Okay, let's get this party started!
One of the biggest gaps in functionality for Linux right now is support for the wireless network adapter.
As a bit of background, networking on the Wii is implemented using several modules, working together:
* SO ("socket") -- this layer vends the
Berkeley Socket API (connect, listen, send, receive, etc).
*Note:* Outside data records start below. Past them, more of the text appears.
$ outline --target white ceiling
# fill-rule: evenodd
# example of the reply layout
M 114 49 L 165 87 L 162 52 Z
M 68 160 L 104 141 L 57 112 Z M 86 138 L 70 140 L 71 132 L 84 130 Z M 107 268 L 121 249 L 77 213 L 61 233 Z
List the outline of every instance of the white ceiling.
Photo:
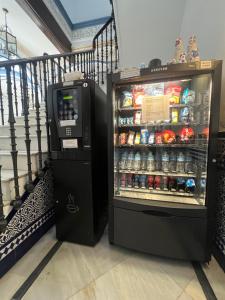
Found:
M 17 38 L 18 53 L 21 57 L 40 56 L 44 52 L 59 53 L 15 0 L 0 0 L 0 25 L 4 23 L 3 7 L 9 11 L 8 25 Z
M 55 0 L 61 2 L 72 24 L 92 21 L 111 15 L 109 0 Z

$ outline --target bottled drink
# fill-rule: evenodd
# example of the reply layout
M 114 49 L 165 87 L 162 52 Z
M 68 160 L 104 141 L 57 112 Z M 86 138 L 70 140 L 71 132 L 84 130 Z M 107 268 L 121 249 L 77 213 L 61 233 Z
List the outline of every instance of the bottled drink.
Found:
M 139 188 L 139 175 L 138 174 L 135 174 L 135 176 L 134 176 L 134 187 L 135 187 L 135 189 Z
M 126 165 L 127 165 L 127 157 L 128 157 L 128 152 L 124 151 L 122 152 L 121 159 L 120 159 L 120 170 L 125 170 Z
M 140 180 L 140 188 L 145 189 L 146 188 L 146 175 L 141 175 L 139 177 Z
M 140 152 L 136 152 L 134 156 L 133 169 L 139 171 L 141 169 L 141 155 Z
M 169 171 L 173 173 L 177 171 L 177 157 L 174 151 L 170 153 Z
M 185 172 L 193 173 L 193 162 L 190 153 L 187 153 L 185 157 Z
M 185 172 L 185 157 L 183 152 L 179 152 L 177 156 L 177 172 L 178 173 Z
M 187 179 L 185 183 L 185 191 L 191 194 L 195 192 L 195 180 L 193 178 Z
M 120 178 L 120 186 L 122 188 L 126 187 L 126 174 L 121 174 L 121 178 Z
M 177 189 L 179 192 L 184 192 L 185 191 L 185 179 L 180 177 L 177 178 Z
M 127 157 L 126 169 L 132 170 L 134 163 L 134 152 L 130 151 Z
M 133 186 L 133 174 L 127 174 L 127 187 L 131 188 Z
M 141 170 L 146 170 L 147 167 L 147 154 L 146 152 L 142 152 L 141 155 Z
M 156 190 L 160 190 L 161 189 L 161 176 L 155 176 L 155 181 L 154 181 L 154 188 Z
M 169 178 L 169 190 L 171 192 L 176 192 L 177 190 L 177 180 L 174 177 Z
M 149 151 L 148 157 L 147 157 L 147 170 L 149 172 L 155 171 L 155 158 L 152 153 L 152 151 Z
M 152 175 L 148 176 L 147 186 L 148 186 L 149 190 L 153 190 L 153 187 L 154 187 L 154 176 L 152 176 Z
M 161 170 L 161 155 L 158 151 L 155 154 L 155 170 L 156 171 Z
M 167 176 L 162 177 L 162 189 L 165 191 L 168 190 L 168 177 Z
M 169 154 L 167 151 L 162 153 L 162 171 L 169 172 Z
M 204 194 L 206 189 L 206 180 L 205 178 L 200 179 L 200 193 Z

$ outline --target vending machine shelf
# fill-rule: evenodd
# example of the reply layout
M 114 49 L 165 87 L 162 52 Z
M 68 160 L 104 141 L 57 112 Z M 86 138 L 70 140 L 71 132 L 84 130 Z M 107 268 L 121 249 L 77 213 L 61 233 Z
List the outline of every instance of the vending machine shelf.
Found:
M 152 176 L 168 176 L 168 177 L 187 177 L 187 178 L 193 178 L 196 177 L 197 175 L 195 173 L 171 173 L 171 172 L 162 172 L 162 171 L 135 171 L 135 170 L 116 170 L 114 169 L 114 172 L 119 172 L 119 173 L 125 173 L 125 174 L 139 174 L 139 175 L 152 175 Z M 201 176 L 202 178 L 205 177 Z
* NCD ("Network Configuration Driver") -- this handles configuring the network adapters, choosing the appropriate one and obtaining an IP for it
* ETH (USB Ethernet driver) -- this is a driver for the official Nintendo USB Ethernet adapter
* WD ("Wireless Driver"?) -- this driver controls the lower-level WL driver; it also is the driver that contains the logic to deal with "Nitro" (DS) connections
* WL ("Wireless Link"?) -- this driver interfaces to the
BCM43xx wifi adapter, probably over SDIO.
Currently, libogc uses the network adapter through SO, the high-level interface. This is not an appropriate interface for Linux to use, because its IP stack would really rather be dealing with raw frames. There are evil hacks that can interface that with a BSD-sockets layer, but we really don't want to go there. Networking is supported under Linux using its native driver for the USB-Ethernet adapter, in place of ETH and the rest of the stack.
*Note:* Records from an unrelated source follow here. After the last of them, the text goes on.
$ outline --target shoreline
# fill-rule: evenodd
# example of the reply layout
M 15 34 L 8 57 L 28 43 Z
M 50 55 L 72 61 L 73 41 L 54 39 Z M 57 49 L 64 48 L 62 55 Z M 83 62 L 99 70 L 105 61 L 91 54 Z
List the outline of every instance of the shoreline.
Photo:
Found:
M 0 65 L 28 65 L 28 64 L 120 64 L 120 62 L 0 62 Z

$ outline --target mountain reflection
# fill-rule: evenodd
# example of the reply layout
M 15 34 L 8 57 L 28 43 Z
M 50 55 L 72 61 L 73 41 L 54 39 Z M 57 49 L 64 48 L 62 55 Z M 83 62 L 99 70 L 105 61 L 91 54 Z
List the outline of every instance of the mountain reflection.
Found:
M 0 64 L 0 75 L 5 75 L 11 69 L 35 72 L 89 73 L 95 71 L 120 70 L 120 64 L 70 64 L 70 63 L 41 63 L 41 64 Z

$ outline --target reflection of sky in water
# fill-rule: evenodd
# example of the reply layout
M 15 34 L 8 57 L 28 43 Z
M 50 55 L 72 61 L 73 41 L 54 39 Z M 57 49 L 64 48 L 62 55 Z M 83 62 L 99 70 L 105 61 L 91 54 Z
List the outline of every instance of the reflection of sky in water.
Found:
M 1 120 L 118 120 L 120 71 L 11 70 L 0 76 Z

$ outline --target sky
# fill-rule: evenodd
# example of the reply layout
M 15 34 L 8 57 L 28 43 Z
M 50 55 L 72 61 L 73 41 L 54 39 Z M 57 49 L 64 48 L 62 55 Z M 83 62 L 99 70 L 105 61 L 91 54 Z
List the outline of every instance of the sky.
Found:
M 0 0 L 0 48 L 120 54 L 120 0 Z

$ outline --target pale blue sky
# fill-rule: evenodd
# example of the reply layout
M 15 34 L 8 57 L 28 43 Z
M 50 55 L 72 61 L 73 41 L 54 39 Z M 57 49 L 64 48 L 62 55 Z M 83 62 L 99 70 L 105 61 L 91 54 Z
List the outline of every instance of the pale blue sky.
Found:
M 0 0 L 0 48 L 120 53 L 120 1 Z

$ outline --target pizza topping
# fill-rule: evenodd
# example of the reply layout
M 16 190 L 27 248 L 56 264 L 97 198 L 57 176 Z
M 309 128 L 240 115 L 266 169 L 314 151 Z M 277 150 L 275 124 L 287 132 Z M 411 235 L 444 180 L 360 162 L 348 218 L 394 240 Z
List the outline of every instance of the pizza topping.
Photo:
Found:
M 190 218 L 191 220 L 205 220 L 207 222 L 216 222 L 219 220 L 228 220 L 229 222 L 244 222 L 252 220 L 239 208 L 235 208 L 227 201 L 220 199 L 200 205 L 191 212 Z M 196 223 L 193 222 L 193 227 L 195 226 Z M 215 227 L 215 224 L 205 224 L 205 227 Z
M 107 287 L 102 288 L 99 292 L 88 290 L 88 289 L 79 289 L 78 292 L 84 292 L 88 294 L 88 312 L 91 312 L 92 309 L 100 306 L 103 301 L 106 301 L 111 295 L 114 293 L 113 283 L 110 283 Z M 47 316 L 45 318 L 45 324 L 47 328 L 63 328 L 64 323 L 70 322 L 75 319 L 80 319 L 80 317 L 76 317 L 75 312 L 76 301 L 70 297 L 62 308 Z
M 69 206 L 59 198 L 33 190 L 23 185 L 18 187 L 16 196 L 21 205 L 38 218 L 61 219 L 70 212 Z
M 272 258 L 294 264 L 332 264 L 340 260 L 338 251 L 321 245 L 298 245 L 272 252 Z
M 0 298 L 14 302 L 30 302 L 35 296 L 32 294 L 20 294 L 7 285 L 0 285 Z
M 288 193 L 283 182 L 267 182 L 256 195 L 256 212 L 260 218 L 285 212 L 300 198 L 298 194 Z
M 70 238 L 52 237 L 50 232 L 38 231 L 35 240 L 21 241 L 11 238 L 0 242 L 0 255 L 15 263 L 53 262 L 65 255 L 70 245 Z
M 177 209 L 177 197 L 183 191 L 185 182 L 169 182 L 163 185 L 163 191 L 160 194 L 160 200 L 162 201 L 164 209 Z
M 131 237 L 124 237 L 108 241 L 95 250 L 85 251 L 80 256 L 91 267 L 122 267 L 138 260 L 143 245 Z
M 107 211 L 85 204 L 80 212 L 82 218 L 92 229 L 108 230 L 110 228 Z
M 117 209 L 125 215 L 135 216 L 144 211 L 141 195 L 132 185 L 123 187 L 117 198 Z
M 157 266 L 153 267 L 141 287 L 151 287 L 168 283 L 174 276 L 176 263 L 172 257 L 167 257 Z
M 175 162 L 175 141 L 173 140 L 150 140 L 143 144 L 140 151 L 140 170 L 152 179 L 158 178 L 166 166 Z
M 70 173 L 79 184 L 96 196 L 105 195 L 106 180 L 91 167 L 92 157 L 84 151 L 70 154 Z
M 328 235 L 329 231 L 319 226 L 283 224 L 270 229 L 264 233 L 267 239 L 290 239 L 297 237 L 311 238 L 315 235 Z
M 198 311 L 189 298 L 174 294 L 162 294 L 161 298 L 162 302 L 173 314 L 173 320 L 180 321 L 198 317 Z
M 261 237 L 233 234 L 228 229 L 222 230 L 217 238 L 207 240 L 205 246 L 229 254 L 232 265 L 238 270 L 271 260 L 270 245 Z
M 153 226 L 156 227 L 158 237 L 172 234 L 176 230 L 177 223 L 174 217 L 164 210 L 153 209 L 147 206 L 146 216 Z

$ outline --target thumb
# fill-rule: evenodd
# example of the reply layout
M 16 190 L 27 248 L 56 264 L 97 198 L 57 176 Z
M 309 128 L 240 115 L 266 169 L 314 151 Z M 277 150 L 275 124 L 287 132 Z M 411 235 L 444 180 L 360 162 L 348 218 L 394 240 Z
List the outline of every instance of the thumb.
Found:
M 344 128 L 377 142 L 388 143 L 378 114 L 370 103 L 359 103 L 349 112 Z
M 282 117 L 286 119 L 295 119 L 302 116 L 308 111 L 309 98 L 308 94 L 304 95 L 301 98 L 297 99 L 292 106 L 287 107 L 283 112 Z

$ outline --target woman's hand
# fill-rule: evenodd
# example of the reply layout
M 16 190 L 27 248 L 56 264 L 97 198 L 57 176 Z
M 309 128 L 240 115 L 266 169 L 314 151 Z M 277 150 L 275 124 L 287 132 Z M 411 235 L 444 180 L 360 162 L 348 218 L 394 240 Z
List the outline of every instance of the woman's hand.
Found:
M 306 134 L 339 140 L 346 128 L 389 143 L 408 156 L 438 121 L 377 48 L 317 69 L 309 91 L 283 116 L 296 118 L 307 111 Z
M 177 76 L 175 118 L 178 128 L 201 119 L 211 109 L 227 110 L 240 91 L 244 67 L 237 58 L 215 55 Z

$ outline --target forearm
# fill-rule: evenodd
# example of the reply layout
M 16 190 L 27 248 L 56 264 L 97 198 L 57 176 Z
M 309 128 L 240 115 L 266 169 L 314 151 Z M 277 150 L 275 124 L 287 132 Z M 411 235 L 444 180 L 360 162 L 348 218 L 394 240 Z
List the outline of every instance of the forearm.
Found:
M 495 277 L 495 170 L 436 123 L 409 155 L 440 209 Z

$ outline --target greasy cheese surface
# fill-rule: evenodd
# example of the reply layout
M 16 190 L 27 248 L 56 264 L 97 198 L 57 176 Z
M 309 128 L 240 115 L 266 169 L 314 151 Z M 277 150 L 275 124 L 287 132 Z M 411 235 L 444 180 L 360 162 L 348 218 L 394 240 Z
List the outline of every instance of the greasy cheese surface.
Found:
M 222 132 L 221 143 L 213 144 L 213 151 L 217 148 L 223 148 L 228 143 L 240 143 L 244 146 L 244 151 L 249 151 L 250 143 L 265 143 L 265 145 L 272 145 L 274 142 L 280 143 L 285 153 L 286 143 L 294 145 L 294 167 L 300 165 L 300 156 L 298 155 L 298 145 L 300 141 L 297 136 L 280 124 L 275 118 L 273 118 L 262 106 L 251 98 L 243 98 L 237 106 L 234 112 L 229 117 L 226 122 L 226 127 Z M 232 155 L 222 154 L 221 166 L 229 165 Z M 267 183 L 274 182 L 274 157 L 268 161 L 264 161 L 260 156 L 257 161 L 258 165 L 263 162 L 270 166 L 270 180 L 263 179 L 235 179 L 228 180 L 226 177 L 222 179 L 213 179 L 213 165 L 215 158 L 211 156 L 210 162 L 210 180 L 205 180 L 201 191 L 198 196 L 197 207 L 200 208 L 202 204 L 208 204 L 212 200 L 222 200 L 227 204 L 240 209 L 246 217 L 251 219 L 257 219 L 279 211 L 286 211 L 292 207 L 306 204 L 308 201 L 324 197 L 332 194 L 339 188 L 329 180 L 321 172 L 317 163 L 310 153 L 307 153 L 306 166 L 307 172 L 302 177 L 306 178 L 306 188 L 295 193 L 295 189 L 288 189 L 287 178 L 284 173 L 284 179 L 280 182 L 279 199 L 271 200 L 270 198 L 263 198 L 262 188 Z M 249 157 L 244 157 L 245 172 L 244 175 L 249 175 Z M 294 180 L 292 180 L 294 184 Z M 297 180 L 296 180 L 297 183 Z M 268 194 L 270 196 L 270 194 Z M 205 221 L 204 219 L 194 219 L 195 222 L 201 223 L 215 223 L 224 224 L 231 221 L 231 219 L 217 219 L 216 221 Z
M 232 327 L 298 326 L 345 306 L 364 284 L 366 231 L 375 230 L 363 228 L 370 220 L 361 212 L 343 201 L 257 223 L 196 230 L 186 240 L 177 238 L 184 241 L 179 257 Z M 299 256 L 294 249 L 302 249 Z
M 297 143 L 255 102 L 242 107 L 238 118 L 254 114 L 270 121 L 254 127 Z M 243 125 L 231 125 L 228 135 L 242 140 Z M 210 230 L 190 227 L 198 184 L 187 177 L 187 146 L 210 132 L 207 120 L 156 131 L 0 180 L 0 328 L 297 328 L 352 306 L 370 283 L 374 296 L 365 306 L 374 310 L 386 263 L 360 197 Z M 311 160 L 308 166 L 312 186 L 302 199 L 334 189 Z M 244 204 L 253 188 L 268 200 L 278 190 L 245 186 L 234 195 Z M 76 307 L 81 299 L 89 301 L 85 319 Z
What we need to do is either find a way to directly talk to the BCM43xx chipset from the Broadway (somewhat unlikely), or find an appropriate interface amongst the above-mentioned modules.
I've placed some info on the
Wiibrew Wiki, but I'll expand here in the hopes that someone will take this project and push it further:
* WL -- /dev/wl0 seems to have exactly one ioctl -- 2 -- and it takes in a command ID which is in the range 0-300 or so. If you could match these up cleanly with, say,
these docs -- that would be a viable option.
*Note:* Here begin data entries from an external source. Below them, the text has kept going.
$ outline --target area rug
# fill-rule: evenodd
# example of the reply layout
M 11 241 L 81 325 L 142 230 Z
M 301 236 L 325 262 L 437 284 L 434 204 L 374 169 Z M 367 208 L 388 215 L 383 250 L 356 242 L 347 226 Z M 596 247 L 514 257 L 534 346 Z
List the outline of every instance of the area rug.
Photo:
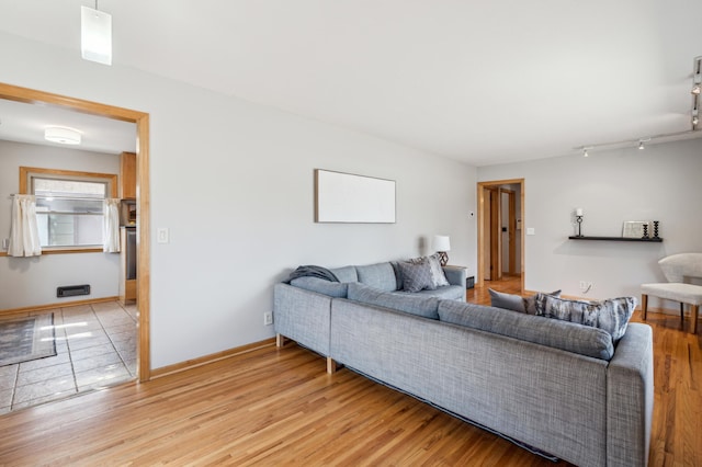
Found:
M 53 312 L 0 320 L 0 366 L 54 355 Z

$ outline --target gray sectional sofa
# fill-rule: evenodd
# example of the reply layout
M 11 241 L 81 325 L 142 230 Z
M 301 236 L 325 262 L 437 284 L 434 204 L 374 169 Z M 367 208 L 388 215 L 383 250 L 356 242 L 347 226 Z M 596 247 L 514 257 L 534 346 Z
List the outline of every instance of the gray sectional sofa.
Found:
M 601 329 L 466 304 L 464 270 L 446 274 L 461 296 L 401 292 L 392 263 L 331 271 L 333 291 L 274 286 L 279 345 L 292 339 L 329 372 L 344 365 L 579 466 L 647 464 L 650 327 L 629 323 L 614 343 Z

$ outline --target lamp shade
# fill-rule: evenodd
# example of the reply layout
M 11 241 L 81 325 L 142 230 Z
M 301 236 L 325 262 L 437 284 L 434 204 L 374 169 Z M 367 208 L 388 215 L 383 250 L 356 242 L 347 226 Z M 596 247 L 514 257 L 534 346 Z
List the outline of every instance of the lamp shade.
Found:
M 112 65 L 112 15 L 80 7 L 80 52 L 86 60 Z
M 451 240 L 446 235 L 434 236 L 434 251 L 451 251 Z

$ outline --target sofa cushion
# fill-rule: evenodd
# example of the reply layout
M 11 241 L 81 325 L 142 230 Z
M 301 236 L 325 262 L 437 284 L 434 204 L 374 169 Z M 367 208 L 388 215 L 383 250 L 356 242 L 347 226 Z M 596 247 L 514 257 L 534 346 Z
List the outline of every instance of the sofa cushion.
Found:
M 439 319 L 439 312 L 437 311 L 439 298 L 437 297 L 385 292 L 355 282 L 349 284 L 348 298 L 350 300 L 392 308 L 424 318 Z
M 566 300 L 536 294 L 536 315 L 602 329 L 616 343 L 636 307 L 636 298 L 620 297 L 600 301 Z
M 317 292 L 330 297 L 346 298 L 349 284 L 325 281 L 319 277 L 297 277 L 291 281 L 290 285 L 304 288 L 306 291 Z
M 522 297 L 521 295 L 506 294 L 503 292 L 492 291 L 491 288 L 488 288 L 488 292 L 490 293 L 490 305 L 494 307 L 525 312 L 528 315 L 536 315 L 535 294 L 531 297 Z M 559 297 L 561 289 L 554 291 L 547 295 Z
M 397 291 L 395 270 L 389 262 L 355 266 L 359 282 L 380 288 L 381 291 Z
M 431 272 L 431 265 L 428 261 L 410 263 L 400 261 L 397 263 L 399 272 L 403 275 L 403 291 L 419 292 L 423 289 L 433 291 L 437 288 Z
M 440 320 L 453 324 L 595 358 L 609 361 L 614 354 L 612 338 L 608 332 L 597 328 L 455 300 L 441 300 L 438 311 Z
M 335 267 L 329 271 L 337 276 L 339 282 L 359 282 L 359 275 L 355 273 L 355 266 Z

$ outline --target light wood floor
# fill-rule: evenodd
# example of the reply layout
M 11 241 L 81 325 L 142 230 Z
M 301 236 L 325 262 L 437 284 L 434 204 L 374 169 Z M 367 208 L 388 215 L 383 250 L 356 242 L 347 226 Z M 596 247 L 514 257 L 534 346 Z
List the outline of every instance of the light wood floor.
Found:
M 469 300 L 489 303 L 486 291 L 468 291 Z M 650 465 L 702 466 L 700 338 L 679 317 L 648 321 Z M 8 413 L 0 430 L 8 466 L 565 465 L 348 369 L 327 375 L 324 358 L 295 344 Z

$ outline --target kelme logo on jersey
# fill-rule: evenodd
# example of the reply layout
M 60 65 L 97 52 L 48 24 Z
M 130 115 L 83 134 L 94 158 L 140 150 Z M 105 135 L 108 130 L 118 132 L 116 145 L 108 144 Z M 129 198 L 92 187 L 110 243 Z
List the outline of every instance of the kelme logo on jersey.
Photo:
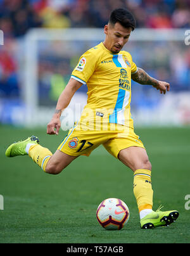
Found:
M 130 68 L 130 62 L 129 62 L 129 60 L 127 60 L 127 57 L 126 57 L 125 56 L 124 56 L 124 60 L 125 60 L 125 63 L 127 64 L 127 65 Z
M 75 148 L 78 145 L 78 138 L 77 137 L 73 138 L 71 141 L 68 142 L 68 146 L 70 148 Z
M 86 59 L 85 58 L 82 58 L 80 60 L 78 66 L 77 67 L 76 70 L 78 71 L 82 71 L 86 63 Z

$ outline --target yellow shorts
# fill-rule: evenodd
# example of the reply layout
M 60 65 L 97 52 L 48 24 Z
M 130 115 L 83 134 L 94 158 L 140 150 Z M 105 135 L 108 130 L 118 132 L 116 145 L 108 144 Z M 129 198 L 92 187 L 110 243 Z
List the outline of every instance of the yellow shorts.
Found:
M 125 129 L 124 131 L 115 129 L 112 131 L 110 127 L 108 131 L 84 131 L 77 129 L 77 126 L 78 124 L 69 131 L 58 150 L 70 156 L 89 157 L 96 148 L 103 144 L 110 154 L 117 158 L 120 150 L 130 146 L 144 148 L 132 128 Z

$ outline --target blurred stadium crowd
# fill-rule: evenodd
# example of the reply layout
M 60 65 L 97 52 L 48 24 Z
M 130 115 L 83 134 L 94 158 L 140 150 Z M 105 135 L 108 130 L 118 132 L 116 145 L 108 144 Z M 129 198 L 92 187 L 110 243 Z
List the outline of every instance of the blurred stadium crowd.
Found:
M 30 29 L 102 28 L 111 11 L 119 7 L 132 12 L 137 28 L 190 27 L 189 0 L 0 0 L 0 29 L 4 36 L 4 45 L 0 46 L 0 96 L 20 94 L 22 70 L 18 63 L 23 36 Z M 183 75 L 179 72 L 175 78 L 174 89 L 179 84 L 182 89 L 189 89 L 189 48 L 182 56 L 175 53 L 173 59 L 174 62 L 169 63 L 171 72 L 177 69 L 174 65 L 176 63 L 179 72 L 183 70 Z M 161 73 L 163 76 L 164 70 Z

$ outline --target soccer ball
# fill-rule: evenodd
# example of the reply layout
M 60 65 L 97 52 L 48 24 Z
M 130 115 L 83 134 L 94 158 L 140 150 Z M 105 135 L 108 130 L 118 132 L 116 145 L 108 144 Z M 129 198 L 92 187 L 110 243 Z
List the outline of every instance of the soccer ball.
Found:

* WD -- WD talks to WL; in part, this is probably so that it can disable normal WiFi and switch to bizarro DS WiFi, but that doesn't mean we couldn't use it. It exposes
/dev/net/wd/command, which looks like it might have useful functions like "send frame", but to figure out how you need to call that, you'll need to reverse SO.
* SO -- There is a high-level API (/dev/net/ip/top) that is unsuitable. This driver talks to both the usbeth driver and the wd driver via two similar interfaces -- /dev/net/usbeth/top and /dev/net/wd/top. That seems like a good candidate, because it's an abstraction point over general network interfaces. There is also a /dev/net/ip/bottom, which is probably a low-level version of /dev/net/ip/top -- it would also be a good candidate, but I don't see any code using it yet, so again, you'd have to reverse SO to figure out how it works.